Department of Respiratory Medicine, Hannover Medical School (MHH), Hannover, Germany.
Int J Infect Dis. 2021 Mar;104:398-406. doi: 10.1016/j.ijid.2021.01.003. Epub 2021 Jan 11.
Administrative claims data are prone to underestimate the burden of non-tuberculous mycobacterial pulmonary disease (NTM-PD).
We developed machine learning-based algorithms using historical claims data from cases with NTM-PD to predict patients with a high probability of having previously undiagnosed NTM-PD and to assess actual prevalence and incidence. Adults with incident NTM-PD were classified from a representative 5% sample of the German population covered by statutory health insurance during 2011-2016 by the International Classification of Diseases, 10th revision code A31.0. Pre-diagnosis characteristics (patient demographics, comorbidities, diagnostic and therapeutic procedures, and medications) were extracted and compared to that of a control group without NTM-PD to identify risk factors.

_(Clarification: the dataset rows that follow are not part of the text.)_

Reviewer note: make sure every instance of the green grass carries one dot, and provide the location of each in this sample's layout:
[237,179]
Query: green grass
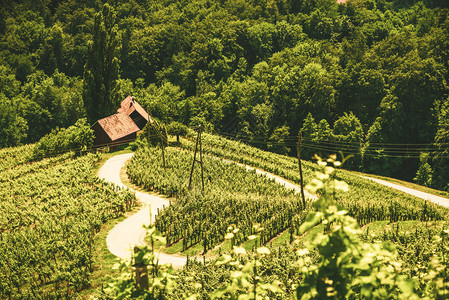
[104,260]
[378,228]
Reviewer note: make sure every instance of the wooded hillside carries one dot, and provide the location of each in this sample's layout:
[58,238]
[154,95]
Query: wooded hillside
[368,77]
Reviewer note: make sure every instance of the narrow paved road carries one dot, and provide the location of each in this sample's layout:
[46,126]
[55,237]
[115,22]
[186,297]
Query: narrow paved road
[426,196]
[122,238]
[277,179]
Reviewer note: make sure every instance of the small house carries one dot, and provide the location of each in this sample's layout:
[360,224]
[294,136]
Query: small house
[114,130]
[131,108]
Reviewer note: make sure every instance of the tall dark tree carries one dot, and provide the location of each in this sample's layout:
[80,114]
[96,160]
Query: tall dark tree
[101,72]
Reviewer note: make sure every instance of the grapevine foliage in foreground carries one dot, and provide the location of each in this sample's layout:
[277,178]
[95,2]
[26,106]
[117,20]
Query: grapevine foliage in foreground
[335,264]
[366,201]
[232,195]
[49,214]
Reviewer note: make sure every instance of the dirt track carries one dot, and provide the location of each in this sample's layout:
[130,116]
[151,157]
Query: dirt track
[128,233]
[426,196]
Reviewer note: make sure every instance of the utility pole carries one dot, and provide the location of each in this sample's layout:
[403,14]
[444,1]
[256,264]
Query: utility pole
[199,129]
[300,169]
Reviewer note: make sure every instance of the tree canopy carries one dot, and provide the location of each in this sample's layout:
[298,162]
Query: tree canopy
[366,77]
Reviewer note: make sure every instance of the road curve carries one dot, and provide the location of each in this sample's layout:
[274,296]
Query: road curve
[426,196]
[125,235]
[122,238]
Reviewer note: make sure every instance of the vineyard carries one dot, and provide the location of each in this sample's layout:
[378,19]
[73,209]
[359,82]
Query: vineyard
[366,201]
[53,208]
[232,195]
[50,212]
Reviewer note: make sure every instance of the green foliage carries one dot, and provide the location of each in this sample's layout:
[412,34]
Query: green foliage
[178,129]
[101,72]
[245,278]
[424,173]
[77,138]
[51,211]
[155,281]
[13,128]
[203,217]
[346,267]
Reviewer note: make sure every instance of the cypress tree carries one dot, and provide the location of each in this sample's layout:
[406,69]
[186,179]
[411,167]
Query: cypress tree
[101,71]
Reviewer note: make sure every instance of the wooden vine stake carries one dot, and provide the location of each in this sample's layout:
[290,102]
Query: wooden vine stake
[199,129]
[300,170]
[163,148]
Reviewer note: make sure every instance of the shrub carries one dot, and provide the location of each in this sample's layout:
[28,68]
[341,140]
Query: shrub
[76,138]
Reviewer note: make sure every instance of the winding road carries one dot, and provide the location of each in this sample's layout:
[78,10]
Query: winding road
[426,196]
[122,238]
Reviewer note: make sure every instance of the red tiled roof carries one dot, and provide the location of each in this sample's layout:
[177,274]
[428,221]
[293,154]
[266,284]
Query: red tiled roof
[129,105]
[118,126]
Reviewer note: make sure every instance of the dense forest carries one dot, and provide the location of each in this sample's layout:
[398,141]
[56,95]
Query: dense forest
[365,77]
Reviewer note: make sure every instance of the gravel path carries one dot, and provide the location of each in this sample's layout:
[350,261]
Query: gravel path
[130,232]
[426,196]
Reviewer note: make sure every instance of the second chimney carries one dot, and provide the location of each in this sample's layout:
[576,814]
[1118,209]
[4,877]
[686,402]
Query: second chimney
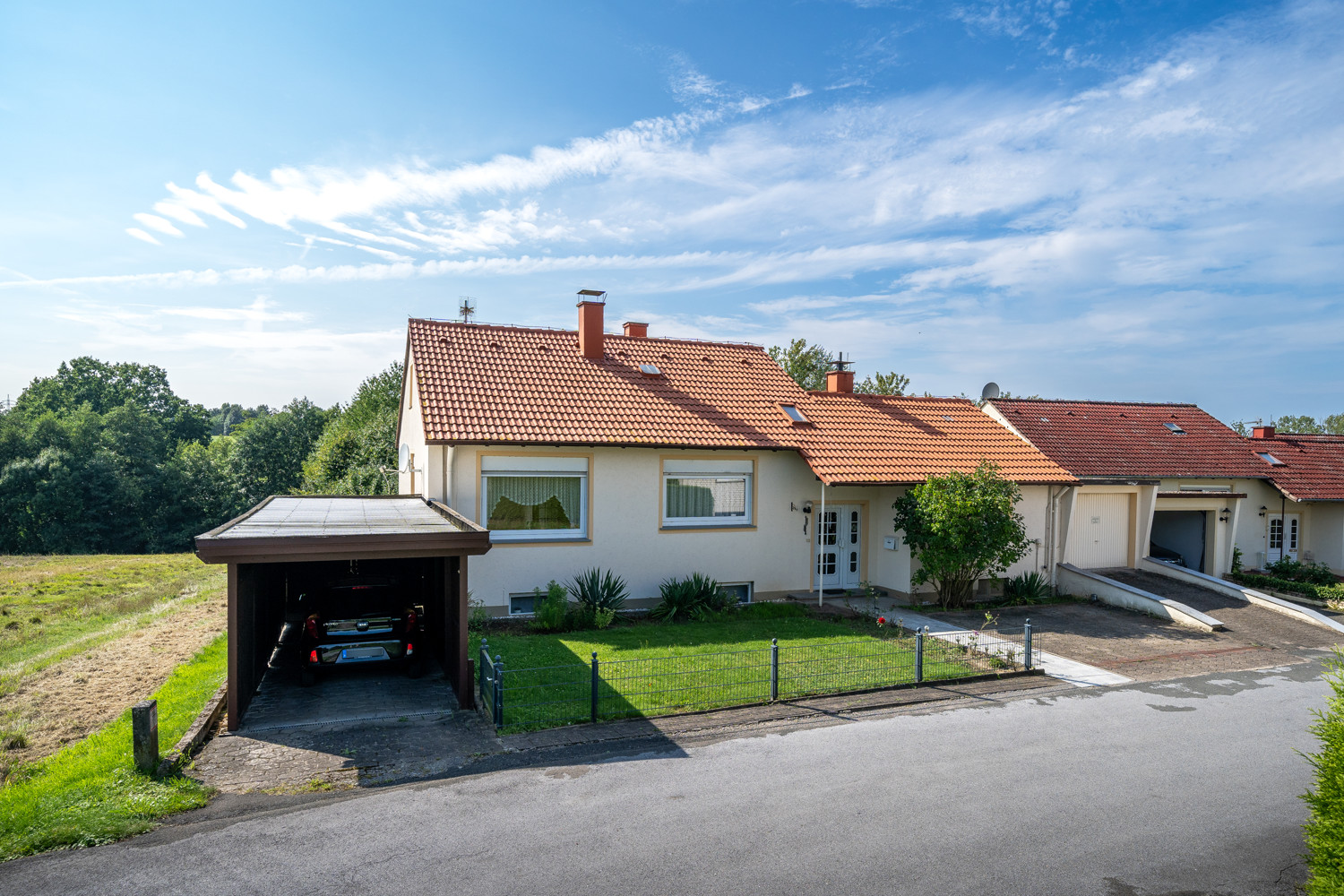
[590,323]
[839,381]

Applying a random forest model (area under the curve 0.847; total error 19.4%) and a risk threshold of >99%, prevalence and incidence rates in 2016 increased 5-fold and 9-fold to 19 and 15 cases/100,000 population, respectively, for both coded and non-coded vs. coded cases alone.
The use of a machine learning-based algorithm applied to German statutory health insurance claims data predicted a considerable number of previously unreported NTM-PD cases with high probabilty.
行政索赔数据容易低估非结核分枝杆菌肺病(NTM-PD)的负担。
我们使用来自 NTM-PD 病例的历史索赔数据开发了基于机器学习的算法,以预测具有先前未确诊 NTM-PD 的高概率患者,并评估实际的患病率和发病率。2011 年至 2016 年间,通过国际疾病分类第 10 版代码 A31.0,从德国法定健康保险覆盖的代表性 5%的人群中对患有新发 NTM-PD 的成年人进行分类。提取发病前特征(患者人口统计学、合并症、诊断和治疗程序以及药物),并与无 NTM-PD 的对照组进行比较,以确定危险因素。
应用随机森林模型(曲线下面积 0.847;总误差 19.4%)和风险阈值>99%,2016 年的患病率和发病率分别增加了 5 倍和 9 倍,编码和非编码病例的患病率和发病率分别为 19 例和 15 例/10 万人口,而编码病例的患病率和发病率分别为 3.8 例和 3.1 例/10 万人口。
使用基于机器学习的算法应用于德国法定健康保险索赔数据预测了大量以前未报告的 NTM-PD 病例,具有较高的可能性。